Simple Architectures for Complex Enterprises

Thursday, August 21, 2008

Complexity is not a technology problem

In a recent copy of CIO Magazine, John Parkinson wrote an article titled Simplifying IT Management is Anything But. In this article, John discussed the difficulty in seeing through the vendor presentations to see which technologies would really make a difference to an organization.

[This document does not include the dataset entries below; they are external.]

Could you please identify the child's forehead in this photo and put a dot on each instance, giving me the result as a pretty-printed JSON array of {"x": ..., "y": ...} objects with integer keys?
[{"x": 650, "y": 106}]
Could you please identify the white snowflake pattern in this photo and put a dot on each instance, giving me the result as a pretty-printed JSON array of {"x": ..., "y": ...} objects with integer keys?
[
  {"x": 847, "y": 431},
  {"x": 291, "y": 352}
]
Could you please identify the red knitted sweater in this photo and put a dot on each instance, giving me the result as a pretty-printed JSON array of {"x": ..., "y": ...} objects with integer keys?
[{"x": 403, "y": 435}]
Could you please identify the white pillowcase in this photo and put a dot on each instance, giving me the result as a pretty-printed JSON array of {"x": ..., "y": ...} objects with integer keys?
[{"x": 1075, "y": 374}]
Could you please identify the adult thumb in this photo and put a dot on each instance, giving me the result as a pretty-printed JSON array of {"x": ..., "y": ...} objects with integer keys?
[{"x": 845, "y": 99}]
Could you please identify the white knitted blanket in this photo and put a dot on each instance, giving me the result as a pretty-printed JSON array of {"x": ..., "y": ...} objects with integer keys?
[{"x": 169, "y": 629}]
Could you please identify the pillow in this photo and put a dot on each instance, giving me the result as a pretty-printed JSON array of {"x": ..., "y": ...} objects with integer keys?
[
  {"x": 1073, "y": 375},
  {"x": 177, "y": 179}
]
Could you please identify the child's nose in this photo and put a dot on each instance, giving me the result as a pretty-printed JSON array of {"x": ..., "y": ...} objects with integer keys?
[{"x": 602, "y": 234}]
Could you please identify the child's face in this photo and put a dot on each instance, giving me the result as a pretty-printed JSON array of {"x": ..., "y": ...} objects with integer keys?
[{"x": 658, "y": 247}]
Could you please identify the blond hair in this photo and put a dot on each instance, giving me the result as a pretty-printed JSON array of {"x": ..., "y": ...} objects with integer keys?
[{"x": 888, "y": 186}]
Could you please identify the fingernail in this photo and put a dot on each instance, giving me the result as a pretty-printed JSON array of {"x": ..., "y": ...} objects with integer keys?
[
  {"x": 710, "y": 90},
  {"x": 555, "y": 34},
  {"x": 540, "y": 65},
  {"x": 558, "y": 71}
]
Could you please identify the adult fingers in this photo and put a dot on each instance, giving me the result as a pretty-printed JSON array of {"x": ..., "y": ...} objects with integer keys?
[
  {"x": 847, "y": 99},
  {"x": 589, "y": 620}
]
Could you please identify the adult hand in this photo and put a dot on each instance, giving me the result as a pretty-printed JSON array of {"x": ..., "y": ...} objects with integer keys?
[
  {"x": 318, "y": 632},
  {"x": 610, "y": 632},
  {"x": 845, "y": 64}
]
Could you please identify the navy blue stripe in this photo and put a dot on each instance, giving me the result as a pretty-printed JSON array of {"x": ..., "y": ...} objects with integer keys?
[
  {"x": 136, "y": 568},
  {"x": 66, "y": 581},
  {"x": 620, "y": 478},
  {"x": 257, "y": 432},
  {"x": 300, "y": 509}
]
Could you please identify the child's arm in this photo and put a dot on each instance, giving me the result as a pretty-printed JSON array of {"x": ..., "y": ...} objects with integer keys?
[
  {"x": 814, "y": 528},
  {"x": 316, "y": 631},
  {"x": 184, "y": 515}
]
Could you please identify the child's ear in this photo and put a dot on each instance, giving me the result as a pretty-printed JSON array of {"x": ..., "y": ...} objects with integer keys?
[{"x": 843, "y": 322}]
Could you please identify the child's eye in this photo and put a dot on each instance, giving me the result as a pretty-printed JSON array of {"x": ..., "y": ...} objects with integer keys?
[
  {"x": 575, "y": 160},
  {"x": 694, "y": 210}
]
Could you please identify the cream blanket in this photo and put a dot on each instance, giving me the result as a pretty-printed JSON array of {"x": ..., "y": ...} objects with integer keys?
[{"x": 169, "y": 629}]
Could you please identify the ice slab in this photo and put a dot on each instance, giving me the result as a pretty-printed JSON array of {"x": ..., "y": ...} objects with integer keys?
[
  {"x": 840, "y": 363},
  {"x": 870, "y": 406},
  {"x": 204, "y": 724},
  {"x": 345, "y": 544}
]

In my view, if you are trying to understand what technologies to use to address complexity, you are probably too late. The solution to complexity is never found in technology. It is found in architecture. And architecture is mostly technology neutral. My perspective on complexity is that it can only be addressed at the enterprise architectural level, and then only if an organization specifically focuses on that as the overriding issue. In my book, Simple Architectures for Complex Enterprises, I address the issue of architectural complexity in depth. In summary, we must first understand complexity, then model it, then build processes that can be proven to address it. But the single most important factor is attitude. We need to view complexity as an enemy and simplicity as a core business asset. Every business analyst and IT architect needs to unite in the battle against complexity. Most IT systems fail, and the bigger they are, the harder they fall. When an IT system fails, the reason is almost always unmanaged complexity.

Friday, August 15, 2008

Simple Architectures - The Book (Discussion)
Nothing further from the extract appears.